Standard Life may have to pay out up to £125m as part of its review of non-advised annuity sales.
The provider has said it is carrying out a review of all non-advised annuity sales from July 2008 to investigate whether customers were given enough information about the ability to take out an enhanced annuity.
It follows a review of 1,200 non-advised sales at seven firms by the FCA, which found providers were failing to inform customers they may qualify for an enhanced annuity.
Last week the FCA said a “small number” of firms were being investigated by its enforcement team.
The Herald reports an analyst note from investment banking firm Jefferies put the cost of redress to Standard Life at around £125m.
Prudential is estimated to face a compensation bill of £200m, though the insurer has not said whether it will be reviewing its sales.
Jefferies equity analyst Anasuya Iyer says: “Standard Life sold around 150,000 annuity policies over the July 2008 to April 2015 period worth £2.4bn of annuities, nearly all of which are non-advised sales.
“Over the period [Prudential] sold around £8.6bn worth of UK annuities, where around 55 to 60 per cent were non-advised, non-guaranteed on our estimate, equating roughly to 160,000 customers.”
A Prudential spokesman told Money Marketing: “We never comment on regulatory processes and this is no exception.”
Other providers have also sought to distance themselves from the review.

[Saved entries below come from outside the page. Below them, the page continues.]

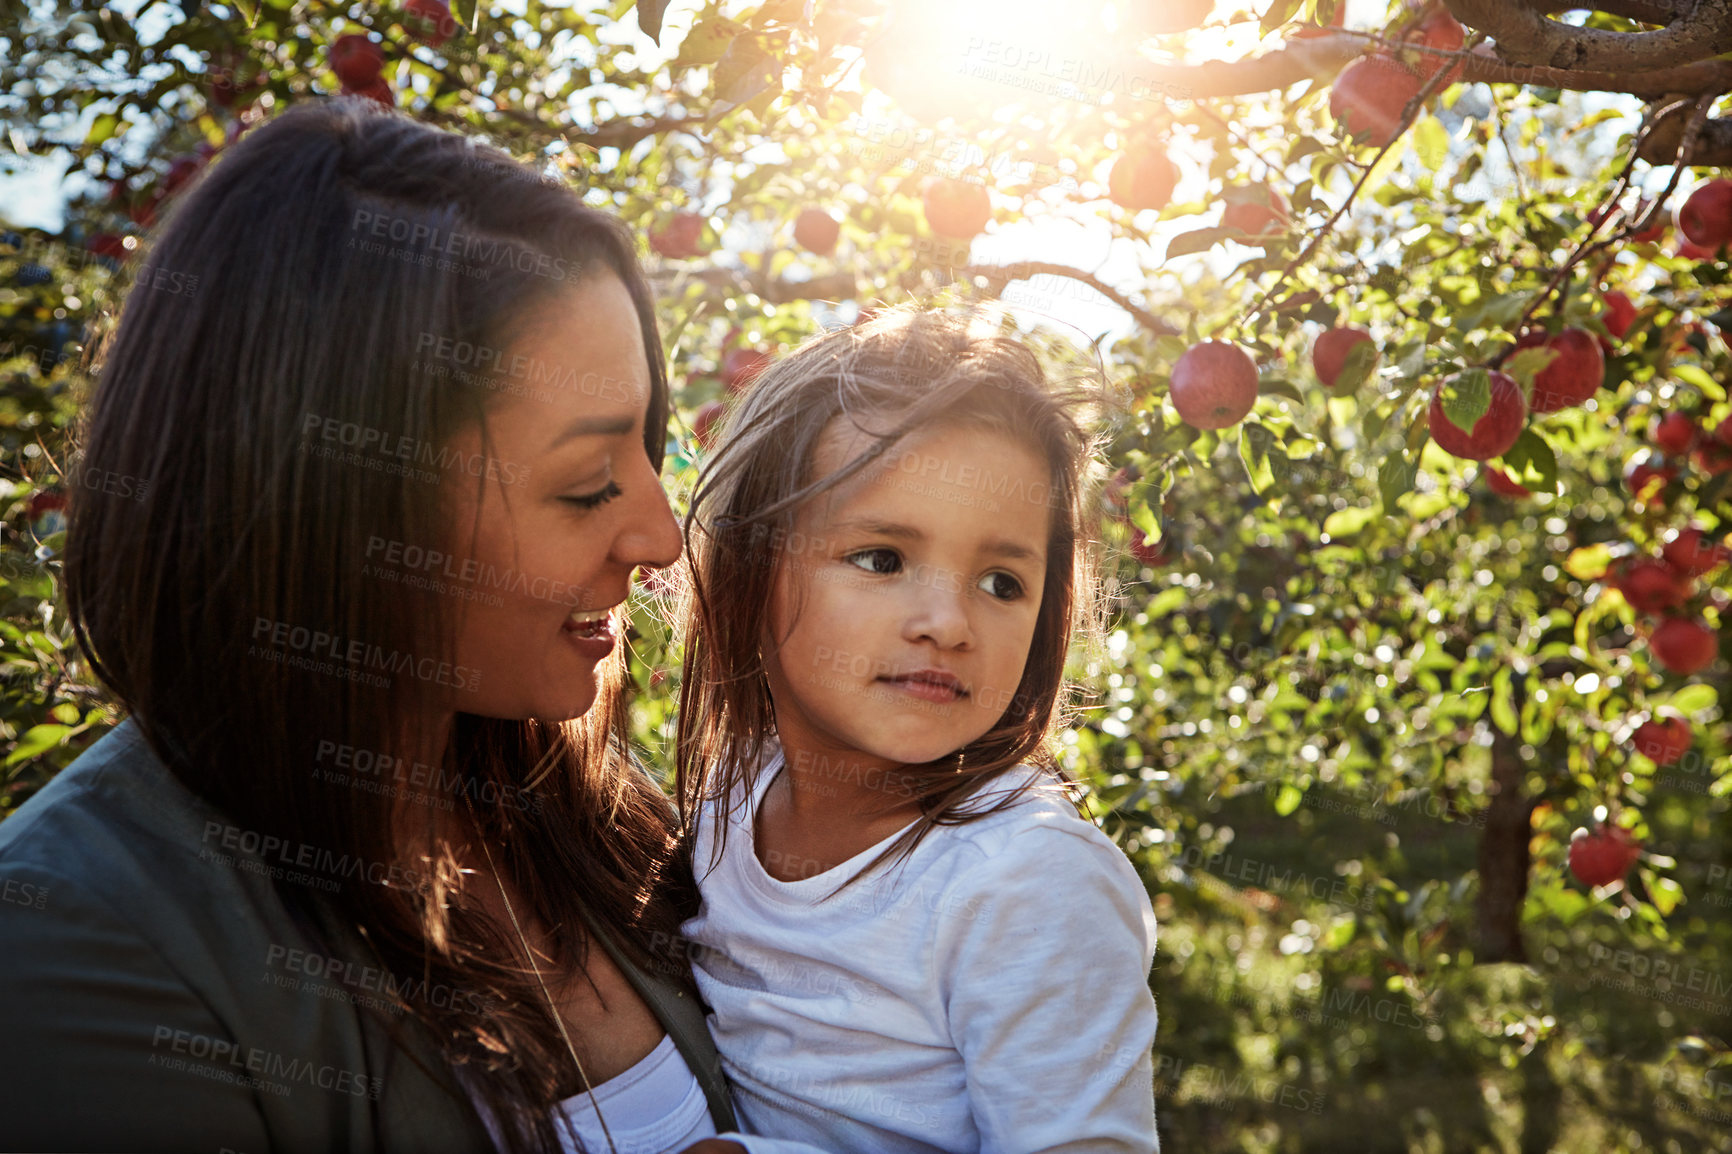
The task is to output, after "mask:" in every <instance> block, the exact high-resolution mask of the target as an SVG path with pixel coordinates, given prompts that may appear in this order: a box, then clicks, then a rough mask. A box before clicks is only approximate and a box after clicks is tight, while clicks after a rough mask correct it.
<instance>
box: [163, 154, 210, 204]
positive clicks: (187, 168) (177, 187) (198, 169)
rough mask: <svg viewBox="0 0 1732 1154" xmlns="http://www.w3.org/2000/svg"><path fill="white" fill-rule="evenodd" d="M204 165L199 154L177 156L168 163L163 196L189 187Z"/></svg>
mask: <svg viewBox="0 0 1732 1154" xmlns="http://www.w3.org/2000/svg"><path fill="white" fill-rule="evenodd" d="M203 166H204V161H201V159H199V158H197V156H177V158H175V159H171V161H170V163H168V172H166V173H163V185H161V187H163V196H173V194H175V192H178V191H180V189H184V187H187V184H189V182H191V180H192V177H196V175H199V168H203Z"/></svg>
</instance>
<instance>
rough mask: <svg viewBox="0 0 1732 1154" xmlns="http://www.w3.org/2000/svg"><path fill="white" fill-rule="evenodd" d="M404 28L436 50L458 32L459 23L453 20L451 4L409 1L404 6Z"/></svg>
mask: <svg viewBox="0 0 1732 1154" xmlns="http://www.w3.org/2000/svg"><path fill="white" fill-rule="evenodd" d="M404 28H407V29H409V35H412V36H414V38H416V40H424V42H426V43H430V45H431V47H435V49H436V47H440V45H442V43H445V42H447V40H450V35H452V33H454V31H457V21H456V19H452V16H450V3H447V2H445V0H409V3H405V5H404Z"/></svg>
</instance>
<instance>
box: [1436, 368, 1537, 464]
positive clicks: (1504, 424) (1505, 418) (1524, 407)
mask: <svg viewBox="0 0 1732 1154" xmlns="http://www.w3.org/2000/svg"><path fill="white" fill-rule="evenodd" d="M1460 376H1462V374H1460V373H1457V374H1455V376H1450V378H1446V379H1443V381H1438V388H1436V390H1432V395H1431V438H1432V440H1436V442H1438V447H1439V449H1443V451H1444V452H1448V454H1450V456H1457V457H1465V459H1469V461H1490V459H1491V457H1502V456H1503V454H1505V452H1509V447H1510V445H1514V444H1516V438H1517V437H1521V430H1522V426H1524V425H1526V423H1528V407H1526V405H1524V404H1522V399H1521V386H1519V385H1517V383H1516V378H1512V376H1510V374H1507V373H1498V371H1496V369H1491V371H1490V376H1491V405H1490V407H1488V409H1486V411H1484V412H1483V414H1481V416H1479V419H1477V421H1476V423H1474V428H1472V430H1465V431H1464V430H1462V428H1458V426H1457V425H1453V423H1451V421H1450V418H1448V416H1444V412H1443V390H1444V385H1451V383H1455V381H1458V379H1460Z"/></svg>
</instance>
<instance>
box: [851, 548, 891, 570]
mask: <svg viewBox="0 0 1732 1154" xmlns="http://www.w3.org/2000/svg"><path fill="white" fill-rule="evenodd" d="M842 560H843V561H847V563H849V565H857V567H859V568H864V570H866V572H868V574H880V575H887V574H897V572H901V570H902V554H901V553H897V551H895V549H887V548H883V546H880V548H875V549H856V551H854V553H849V554H847V556H843V558H842Z"/></svg>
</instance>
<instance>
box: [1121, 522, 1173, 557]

An Aegon spokesman says: “We’ve not been asked and there’s no suggestion from the FCA of taking this any further. The only communications we have had have been very generic and not about looking into past sales practice. We don’t believe we are in scope for any further review.”
A Zurich spokeswoman says: “We note the outcome of the FCA’s industry-wide review and continue to focus on delivering good customer outcomes, placing the interests of our customers at the heart of our business.”
An Aviva spokesman says: “We welcome the announcement from the FCA. However, we don’t comment on the detail of our conversations with the regulator.
“Our work is primarily focused on supporting further future improvements to the market, rather than on retrospective action. We don’t anticipate having to take any significant retrospective action.”
Royal London says it has not been asked to review annuity sales, though FCA may yet do so.
Legal & General did not respond to requests for comment.